Still Taught Today
- I don't remember being taught that in school (my younger days), however; I had to take an English class last year to finish my degree. The instructor for that class, last year, insisted on the two spaces. I have to agree that it looks better and I use nbsp's to make them happen. On the other hand, I've always liked the "whitespace rivers" that Chris finds annoying.
- —Guest John M
I still use 2 spaces and would prefer to
- I was disappointed to find out that dreamweaver will not automatically allow double spacing and I would have to force it - It makes sentences much more easy to read. This was learned in high school and I am not sure why it is not acknowledged or used more often.
- —Guest Amanda
Typing VS. Typography
- I have been an art director now for 31 years and never, ever knew it to be acceptable to use two spaces in graphic design. It is somewhat common in data processing and typing but that is not typography.
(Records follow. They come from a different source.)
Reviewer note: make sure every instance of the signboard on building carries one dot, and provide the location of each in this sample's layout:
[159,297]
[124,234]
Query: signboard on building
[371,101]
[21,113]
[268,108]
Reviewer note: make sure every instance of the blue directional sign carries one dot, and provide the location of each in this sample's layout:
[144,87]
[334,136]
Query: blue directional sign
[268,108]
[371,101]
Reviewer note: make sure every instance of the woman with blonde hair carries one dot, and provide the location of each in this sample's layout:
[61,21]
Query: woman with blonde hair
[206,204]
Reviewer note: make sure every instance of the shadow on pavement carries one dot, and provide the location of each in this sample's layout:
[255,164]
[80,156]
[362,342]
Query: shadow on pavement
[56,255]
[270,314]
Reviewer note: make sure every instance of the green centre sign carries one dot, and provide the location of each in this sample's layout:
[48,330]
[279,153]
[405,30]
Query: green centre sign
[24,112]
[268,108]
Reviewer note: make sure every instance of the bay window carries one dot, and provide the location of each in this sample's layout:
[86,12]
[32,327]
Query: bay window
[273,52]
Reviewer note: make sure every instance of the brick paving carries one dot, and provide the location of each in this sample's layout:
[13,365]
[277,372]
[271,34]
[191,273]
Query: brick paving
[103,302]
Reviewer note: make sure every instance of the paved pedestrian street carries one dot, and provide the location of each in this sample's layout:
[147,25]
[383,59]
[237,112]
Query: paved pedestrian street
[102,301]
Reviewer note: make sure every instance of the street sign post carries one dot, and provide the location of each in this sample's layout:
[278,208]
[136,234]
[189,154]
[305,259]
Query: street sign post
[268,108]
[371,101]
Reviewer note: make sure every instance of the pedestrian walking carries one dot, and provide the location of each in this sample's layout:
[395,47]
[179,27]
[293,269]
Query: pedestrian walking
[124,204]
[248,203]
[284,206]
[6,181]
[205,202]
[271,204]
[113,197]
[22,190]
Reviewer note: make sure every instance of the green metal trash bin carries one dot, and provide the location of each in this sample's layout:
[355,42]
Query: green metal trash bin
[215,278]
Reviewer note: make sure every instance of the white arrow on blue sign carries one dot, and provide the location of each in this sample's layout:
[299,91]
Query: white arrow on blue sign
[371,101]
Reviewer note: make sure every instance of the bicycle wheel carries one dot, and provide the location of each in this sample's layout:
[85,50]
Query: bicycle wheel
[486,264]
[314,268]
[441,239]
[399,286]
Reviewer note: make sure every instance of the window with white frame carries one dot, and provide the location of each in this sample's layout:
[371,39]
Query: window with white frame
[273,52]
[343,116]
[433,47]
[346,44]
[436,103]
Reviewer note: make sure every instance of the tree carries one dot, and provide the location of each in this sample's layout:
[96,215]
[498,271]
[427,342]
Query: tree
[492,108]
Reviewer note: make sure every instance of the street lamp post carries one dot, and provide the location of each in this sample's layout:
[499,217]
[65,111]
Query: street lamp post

Web design should incorporate proper use of spaces as does print design.
- —Guest Tony
Why is old convention bad?
- Why is it that something learned pre-1990 is bad? How did the early web designers even decide that only one space was needed after a period? I still use 2 spaces in my typing - I find it easier to read, and it's what I was taught in high-school typing class. My pet peeve now is the lack of capitalization and punctuation my kids have "learned" from saving keystrokes while texting. They do it in emails, too and I find it very difficult to read. I'm afraid they'll not learn to "write" like professional people.
- —Guest Ginger
Word
- Word 2007 and Word 2010 both follow 2 space after perios convention.
- —Guest frj11
Old School is Best School
- There is only one right way and that is 2 spaces. In pages I build, 2 spaces. In my php emails, 2 spaces. In this response, 2 spaces. The space between my ears, 2 many spaces... It's about the customer and the customer likes readability and readability requires 2 spaces after the period. I always go back through my sites and add because it's the right thing to do. That's where I'm at with it.
- —DAB_ill_Do_Ya
force of habit
- i got slated recently by my marketing team for still using 2 spaces after fullstop(period)... i was not amused.
- —Guest Sudonim
It's about readability
- I use double spaces when I'm certain the text will be displayed in monospace font. In proportional fonts, no; it just looks wrong.
- —Guest Cynth
Time to move on.
- I don’t ensure my web sites work in IE4 or Mosaic anymore, even though I see those user agents show up in my logs. Likewise, I also don’t adhere to ancient and since abandoned copywriting style guides that cause more work and (arguably, I know) less screen legibility. Regardless of whether it’s a stylistic “nod” to the “oldtimers” or not. Time to move on.
- —Guest Chris
Change is measured in pain.
- I don’t care if you talk about improving a relationship, getting over a bad one – or accommodating a rule change. Back in typing class with the IBM Selectric something still years down the road – a period and colon got two spaces. MS Word was frustrating, the first version that started collapsing mulitple spaces (I think it still fit on two 5 1/4 inch floppies. But the rules we used back then were company standard – and two spaces it was. Consider how long “best practice” accommodated non-standard browsers, and non-standard behaviors. Depending on your audience, there was a space of several years, where you could assume a “current browser” vistor community – and where you had to be aware that more than half of your visitors and intended audience still use Windows 95 and a really old version of Internet Explorer (like one customer I have today). So the reason for using two spaces, to me, is a function of knowing and acknowledging people that learned the old rule,
- —Guest Brad K.
I use 2 spaces
- Yes, I still use 2 spaces. I always use some extra NBSP to get the effect. I learned to do this in typing class and still prefer the visual break, even in proportional fonts. I also try to make use of M-dash and N-dash to get different looks. I get amused over how much web-designers will kill to get rounded corners and let the text go willy-nilly. They’ll except badly wrapped text as long as they get gradients and drop shadows.
- —Guest Dwight Blubaugh
Learned in High School
- I learned in my high school typing class (1992ish?) the use of 2 spaces after a period. I now live in Europe (Germany to be exact) and it took me ages to get away from the double space after the period, as they didn’t use it here anyway. I still catch myself doing it now and again, but as in most WYSIWIG editors (I am a Dreamweaver user myself) it automatically gets deleted, it usually doesn’t pose a problem anymore. :-)
- —Guest Jeff
Whitespace rivers are annoying
- a) whitespace rivers are about the most annoying visual gaffaw in any large block of text. Any graphic artist I’ve ever run into has near violent OCD about it, and b) why do people continually choose to work against the grain – that is: acting contrary to accepted standards and widely-adopted best practices of web copywriting? Just my .02.
- —Guest Chris
Learned it in High School
- In highschool I was originally taught to use two spaces after a period. I’m not sure if it was still conventional at the time or if my teacher was just old-school. But what has helped wean me away from that practice is being a web developer, when you’re typing content for html documents only one space shows up in your document regardless of how many you type unless you manually insert more using html entities.